Hans-Jürgen Schulze-Eggert aus dem Vorstand des Bauvereins hatte die Mitgliedsanträge aus den Reihen der Kritiker gegenüber den PNN als „Versuch einer feindlichen Übernahme“ bezeichnet. Leicht könnte die Joffe-Gruppe eine Mehrheit in der Mitgliederversammlung erzielen. In der Tat begann die Vollversammlung gestern verspätet, als 36 der 104 Vereinsmitglieder anwesend waren. Ein Bauvereinsmitglied sagte, ohne namentlich genannt werden zu wollen, viele Mitglieder seien nicht erschienen, „weil sie sich nicht in einen Wahlzwang bringen“ wollten.
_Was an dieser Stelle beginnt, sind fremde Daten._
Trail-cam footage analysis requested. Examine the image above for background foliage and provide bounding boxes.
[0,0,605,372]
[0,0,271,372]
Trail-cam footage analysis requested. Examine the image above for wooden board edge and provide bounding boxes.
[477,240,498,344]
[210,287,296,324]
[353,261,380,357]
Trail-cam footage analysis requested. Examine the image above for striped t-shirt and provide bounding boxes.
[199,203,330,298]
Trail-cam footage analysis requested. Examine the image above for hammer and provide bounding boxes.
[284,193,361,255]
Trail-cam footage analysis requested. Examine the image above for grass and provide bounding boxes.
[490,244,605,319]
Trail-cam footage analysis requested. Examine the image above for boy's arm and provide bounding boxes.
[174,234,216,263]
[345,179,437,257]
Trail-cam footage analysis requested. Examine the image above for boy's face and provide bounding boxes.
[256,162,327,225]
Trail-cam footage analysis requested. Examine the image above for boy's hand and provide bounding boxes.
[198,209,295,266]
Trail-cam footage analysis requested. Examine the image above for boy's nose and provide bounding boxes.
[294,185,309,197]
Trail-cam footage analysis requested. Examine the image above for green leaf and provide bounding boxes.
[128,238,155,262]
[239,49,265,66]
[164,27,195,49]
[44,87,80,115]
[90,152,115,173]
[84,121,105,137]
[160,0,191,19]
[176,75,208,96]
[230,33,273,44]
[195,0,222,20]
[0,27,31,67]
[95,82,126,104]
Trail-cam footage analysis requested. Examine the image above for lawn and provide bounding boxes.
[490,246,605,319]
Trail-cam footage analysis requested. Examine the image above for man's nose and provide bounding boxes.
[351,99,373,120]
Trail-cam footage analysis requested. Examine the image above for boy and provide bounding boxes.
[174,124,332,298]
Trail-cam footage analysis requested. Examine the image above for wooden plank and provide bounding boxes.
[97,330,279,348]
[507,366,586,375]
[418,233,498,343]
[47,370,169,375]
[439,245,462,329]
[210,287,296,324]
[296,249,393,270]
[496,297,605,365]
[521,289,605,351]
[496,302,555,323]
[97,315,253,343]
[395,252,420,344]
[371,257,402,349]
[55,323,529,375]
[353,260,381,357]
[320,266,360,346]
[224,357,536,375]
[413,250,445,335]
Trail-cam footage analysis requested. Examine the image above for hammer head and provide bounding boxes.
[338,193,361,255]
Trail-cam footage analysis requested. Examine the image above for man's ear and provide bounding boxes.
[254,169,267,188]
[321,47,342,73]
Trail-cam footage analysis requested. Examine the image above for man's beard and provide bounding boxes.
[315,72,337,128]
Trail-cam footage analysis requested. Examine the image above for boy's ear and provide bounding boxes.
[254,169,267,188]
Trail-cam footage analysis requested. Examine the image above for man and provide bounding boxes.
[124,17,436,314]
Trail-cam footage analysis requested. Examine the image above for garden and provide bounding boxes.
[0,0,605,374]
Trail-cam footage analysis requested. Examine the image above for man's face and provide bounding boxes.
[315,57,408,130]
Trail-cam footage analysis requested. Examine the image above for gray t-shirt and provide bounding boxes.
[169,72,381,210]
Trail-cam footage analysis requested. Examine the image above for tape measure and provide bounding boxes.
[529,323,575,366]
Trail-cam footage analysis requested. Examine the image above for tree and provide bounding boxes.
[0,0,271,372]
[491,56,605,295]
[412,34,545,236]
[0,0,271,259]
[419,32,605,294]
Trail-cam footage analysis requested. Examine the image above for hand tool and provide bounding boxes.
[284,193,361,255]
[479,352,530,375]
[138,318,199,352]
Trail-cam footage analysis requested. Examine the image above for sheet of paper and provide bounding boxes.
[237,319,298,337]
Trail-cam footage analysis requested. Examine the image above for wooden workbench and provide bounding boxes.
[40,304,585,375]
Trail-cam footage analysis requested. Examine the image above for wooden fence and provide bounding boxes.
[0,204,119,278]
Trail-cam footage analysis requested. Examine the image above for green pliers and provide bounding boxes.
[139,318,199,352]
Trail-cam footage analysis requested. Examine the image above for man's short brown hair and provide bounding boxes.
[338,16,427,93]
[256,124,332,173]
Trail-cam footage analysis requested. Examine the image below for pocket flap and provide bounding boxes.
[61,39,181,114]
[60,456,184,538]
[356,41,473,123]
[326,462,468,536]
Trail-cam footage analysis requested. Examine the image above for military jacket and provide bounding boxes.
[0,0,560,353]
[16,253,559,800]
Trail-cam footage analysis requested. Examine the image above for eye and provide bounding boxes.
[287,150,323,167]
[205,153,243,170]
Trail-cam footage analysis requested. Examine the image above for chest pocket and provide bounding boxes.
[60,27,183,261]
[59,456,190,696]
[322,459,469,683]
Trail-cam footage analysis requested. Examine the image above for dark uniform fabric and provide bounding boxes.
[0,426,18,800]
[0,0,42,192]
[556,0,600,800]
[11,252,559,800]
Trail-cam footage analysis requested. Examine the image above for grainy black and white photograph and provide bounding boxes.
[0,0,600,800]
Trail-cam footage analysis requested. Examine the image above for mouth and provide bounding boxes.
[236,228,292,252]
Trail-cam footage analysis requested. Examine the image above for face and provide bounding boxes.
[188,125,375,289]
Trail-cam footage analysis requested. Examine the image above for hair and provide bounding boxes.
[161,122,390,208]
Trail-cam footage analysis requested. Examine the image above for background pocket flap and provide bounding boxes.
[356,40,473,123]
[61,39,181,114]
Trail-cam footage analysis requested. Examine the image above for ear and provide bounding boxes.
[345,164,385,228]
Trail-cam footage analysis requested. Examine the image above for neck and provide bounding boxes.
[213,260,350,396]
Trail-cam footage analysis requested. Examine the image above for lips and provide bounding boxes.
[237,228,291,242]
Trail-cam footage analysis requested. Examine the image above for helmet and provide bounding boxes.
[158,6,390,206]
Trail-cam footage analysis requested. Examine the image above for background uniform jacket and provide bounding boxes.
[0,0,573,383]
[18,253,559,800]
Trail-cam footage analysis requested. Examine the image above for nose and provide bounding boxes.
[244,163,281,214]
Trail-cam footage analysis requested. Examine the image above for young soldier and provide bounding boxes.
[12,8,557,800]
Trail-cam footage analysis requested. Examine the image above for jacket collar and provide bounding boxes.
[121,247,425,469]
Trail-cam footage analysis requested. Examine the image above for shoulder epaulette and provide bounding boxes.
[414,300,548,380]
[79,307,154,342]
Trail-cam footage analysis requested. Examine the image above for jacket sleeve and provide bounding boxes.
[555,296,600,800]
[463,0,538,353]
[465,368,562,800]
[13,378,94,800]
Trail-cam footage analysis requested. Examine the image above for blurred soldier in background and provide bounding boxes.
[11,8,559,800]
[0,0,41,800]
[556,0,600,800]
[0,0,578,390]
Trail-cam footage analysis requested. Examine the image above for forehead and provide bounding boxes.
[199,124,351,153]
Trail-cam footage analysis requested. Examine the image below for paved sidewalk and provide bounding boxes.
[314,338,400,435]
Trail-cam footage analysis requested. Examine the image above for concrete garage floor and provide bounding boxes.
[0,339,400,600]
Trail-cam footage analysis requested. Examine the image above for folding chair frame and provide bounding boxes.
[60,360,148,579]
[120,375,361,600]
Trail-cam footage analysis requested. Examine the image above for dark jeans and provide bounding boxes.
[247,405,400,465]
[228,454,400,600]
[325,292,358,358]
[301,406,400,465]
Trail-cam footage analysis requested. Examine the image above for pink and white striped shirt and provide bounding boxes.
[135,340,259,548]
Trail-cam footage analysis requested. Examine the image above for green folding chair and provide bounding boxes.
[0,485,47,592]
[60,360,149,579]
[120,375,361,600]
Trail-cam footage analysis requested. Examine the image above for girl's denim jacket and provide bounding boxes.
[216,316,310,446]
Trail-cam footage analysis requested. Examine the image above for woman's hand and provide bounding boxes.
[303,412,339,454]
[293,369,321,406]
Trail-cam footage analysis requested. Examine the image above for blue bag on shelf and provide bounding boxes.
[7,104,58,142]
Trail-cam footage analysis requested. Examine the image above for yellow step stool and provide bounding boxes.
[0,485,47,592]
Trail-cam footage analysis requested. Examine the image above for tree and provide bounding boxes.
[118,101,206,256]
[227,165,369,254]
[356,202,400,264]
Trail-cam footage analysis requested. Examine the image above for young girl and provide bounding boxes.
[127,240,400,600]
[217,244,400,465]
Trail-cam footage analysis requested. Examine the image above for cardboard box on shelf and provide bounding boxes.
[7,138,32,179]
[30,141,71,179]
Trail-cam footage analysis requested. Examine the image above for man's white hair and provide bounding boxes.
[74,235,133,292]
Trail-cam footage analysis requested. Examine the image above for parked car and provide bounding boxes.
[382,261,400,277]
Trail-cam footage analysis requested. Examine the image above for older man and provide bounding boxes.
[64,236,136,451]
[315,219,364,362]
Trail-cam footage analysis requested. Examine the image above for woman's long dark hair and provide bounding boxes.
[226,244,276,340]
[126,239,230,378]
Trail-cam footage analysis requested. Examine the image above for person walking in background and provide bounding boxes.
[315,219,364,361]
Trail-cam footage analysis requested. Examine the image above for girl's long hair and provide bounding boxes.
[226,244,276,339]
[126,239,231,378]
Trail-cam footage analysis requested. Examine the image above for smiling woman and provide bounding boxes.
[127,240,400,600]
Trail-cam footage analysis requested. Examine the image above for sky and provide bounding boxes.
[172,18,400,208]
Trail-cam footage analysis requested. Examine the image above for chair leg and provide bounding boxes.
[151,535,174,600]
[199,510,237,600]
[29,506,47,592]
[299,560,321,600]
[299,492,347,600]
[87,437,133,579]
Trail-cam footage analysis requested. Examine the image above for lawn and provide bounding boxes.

Ud Joffe, Gründer des Neuen Kammer-Orchesters Potsdam und der Vocalise, das Potsdamer Musikfestival für Vokalmusik, sang gestern mit den vor der Schlossstraße 1 Wartenden jüdische Lieder. Mit dabei war auch der Stadtverordnete Christian Seidel (SPD), der gegenüber den PNN erklärte, er empfinde es als „grenzwertig“, es als „feindliche Übernahme“ zu bezeichnen, wenn sich Potsdamer Juden melden, die sich beim Synagogenbau einbringen wollen. Seidel: „Wir bauen die Synagoge schließlich für Juden.“ Zum Haberland-Entwurf erklärte Seidel, langjähriger Bauausschuss-Vorsitzender der Stadtverordnetenversammlung, dem Entwurf sei „das sakrale Gebäude schwer anzusehen“.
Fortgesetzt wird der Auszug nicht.